Final Great Evening in the Great Hall
POSTED ON: June 1, 2010
On February 27, 1860, 1,500 people paid two bits apiece to hear a former one-term Illinois Congressman give a speech that would propel him to the Presidency of the United States. On February 25, 2010, The Cooper Union paid tribute to Abraham Lincoln and that speech in the same Great Hall in which he originally delivered it. To celebrate the 150th anniversary of Lincoln’s “Right Makes Might” speech and to formally close The Cooper Union’s 150th anniversary year, the Department of Public Programs produced the eighth and final Great Evening in The Great Hall.
The series of Great Evenings (which began in April 2009) commemorated The Great Hall’s role as a platform for abolition and civil rights, electoral politics, workers’ rights, science and technology, women’s suffrage, art and literature, and radical politics.
On this last of the evenings, Lincoln’s oratory was recreated by a cast of distinguished actors and statesmen. Historian Harold Holzer, author of (among many other books on Lincoln) Lincoln at The Cooper Union, introduced the evening by outlining the events that led up to Lincoln’s journey east to address New York members of the Republican Party.

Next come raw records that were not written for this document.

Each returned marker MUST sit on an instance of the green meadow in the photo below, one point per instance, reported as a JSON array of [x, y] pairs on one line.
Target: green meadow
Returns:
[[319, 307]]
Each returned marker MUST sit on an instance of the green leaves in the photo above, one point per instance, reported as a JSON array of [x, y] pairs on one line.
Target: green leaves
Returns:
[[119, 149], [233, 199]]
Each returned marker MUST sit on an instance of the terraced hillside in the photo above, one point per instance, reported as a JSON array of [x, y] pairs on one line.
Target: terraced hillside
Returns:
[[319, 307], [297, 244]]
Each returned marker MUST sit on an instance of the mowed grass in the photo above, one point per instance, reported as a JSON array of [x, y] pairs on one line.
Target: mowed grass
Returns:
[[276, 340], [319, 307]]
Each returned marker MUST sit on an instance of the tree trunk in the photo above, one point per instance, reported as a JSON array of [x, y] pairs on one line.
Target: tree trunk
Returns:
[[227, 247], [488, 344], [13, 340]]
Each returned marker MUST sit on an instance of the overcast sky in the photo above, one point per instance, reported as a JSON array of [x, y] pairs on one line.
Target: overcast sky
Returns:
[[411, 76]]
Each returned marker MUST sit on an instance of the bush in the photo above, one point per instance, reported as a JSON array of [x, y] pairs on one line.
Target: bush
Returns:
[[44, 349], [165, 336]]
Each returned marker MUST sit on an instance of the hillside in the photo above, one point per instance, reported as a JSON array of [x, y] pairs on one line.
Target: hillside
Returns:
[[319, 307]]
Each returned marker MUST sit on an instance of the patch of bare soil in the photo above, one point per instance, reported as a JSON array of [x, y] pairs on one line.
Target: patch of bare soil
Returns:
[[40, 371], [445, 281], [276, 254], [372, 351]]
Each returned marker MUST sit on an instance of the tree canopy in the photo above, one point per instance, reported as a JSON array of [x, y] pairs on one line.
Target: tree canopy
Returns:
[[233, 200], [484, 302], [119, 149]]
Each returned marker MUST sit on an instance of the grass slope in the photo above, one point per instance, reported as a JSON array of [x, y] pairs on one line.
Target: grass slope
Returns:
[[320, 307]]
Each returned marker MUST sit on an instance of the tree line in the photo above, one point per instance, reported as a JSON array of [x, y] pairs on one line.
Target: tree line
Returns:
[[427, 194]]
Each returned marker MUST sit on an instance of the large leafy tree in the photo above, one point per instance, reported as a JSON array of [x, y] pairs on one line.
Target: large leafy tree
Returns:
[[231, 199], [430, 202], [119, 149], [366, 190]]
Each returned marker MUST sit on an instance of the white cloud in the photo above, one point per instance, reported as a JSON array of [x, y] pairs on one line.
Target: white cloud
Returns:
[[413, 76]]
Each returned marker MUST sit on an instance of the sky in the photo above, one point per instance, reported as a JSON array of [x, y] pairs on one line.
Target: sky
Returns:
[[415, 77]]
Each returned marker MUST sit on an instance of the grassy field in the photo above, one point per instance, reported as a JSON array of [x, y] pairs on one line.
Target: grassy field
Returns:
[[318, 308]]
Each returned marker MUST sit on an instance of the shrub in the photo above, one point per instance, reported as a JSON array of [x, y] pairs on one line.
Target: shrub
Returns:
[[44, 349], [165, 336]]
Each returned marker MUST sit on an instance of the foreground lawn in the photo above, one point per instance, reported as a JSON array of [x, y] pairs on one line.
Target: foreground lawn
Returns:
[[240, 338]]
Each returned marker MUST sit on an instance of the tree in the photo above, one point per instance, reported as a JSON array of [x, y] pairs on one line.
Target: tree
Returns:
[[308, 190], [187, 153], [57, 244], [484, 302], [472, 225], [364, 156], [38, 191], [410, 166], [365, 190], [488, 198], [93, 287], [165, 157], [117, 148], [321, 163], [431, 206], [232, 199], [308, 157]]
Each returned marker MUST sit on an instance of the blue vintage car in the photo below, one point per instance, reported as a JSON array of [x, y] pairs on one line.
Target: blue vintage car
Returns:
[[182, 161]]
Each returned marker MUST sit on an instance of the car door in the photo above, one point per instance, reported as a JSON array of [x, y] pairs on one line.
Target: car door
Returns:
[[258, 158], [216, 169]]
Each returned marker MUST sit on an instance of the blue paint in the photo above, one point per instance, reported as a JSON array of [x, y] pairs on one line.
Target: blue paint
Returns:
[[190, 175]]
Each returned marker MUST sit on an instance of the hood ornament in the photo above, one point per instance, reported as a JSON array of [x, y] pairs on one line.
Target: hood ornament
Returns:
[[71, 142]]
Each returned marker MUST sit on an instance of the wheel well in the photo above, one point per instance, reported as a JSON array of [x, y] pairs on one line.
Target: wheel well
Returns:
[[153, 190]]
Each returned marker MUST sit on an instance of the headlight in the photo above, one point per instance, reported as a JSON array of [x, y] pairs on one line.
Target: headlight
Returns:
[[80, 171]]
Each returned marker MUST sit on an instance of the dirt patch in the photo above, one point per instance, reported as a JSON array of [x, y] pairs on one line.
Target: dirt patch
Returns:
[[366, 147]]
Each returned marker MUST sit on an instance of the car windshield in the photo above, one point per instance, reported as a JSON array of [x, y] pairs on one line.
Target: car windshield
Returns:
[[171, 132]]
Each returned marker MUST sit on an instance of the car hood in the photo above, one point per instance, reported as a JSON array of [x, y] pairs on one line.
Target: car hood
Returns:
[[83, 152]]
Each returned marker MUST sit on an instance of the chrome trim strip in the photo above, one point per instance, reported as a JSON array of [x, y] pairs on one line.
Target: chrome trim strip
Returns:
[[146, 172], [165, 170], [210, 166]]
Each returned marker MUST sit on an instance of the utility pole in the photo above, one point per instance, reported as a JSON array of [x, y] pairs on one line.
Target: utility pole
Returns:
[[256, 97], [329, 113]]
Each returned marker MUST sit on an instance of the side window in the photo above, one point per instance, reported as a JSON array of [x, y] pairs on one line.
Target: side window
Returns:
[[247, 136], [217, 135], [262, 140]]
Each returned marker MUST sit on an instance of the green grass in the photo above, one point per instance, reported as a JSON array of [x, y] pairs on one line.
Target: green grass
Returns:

The 2010 speech was divided into six sections with interludes of music between them. Actors Kathleen Chalfant (Tony Award-nominee and Obie Award-winner,) Andre DeShields (star of The Wiz and many other plays,) Academy Award–winner Richard Dreyfuss and Stephen Lang (most recently in Avatar) each read a section. Frank Williams, retired Chief Judge of the Rhode Island Supreme Court and noted Lincoln scholar, and Governor Mario Cuomo also read sections. The result of this rich variety of voices—male and female, black and white—was an utterly new version of an occasion that made history in The Great Hall.
Unlike the original event, Cooper’s recreation included a chorus singing campaign songs of the 1860 election and Spirituals that Lincoln was known to love. Projections, dramatic lighting and a panoply of patriotic bunting added a feeling of an authentic 19th century campaign rally.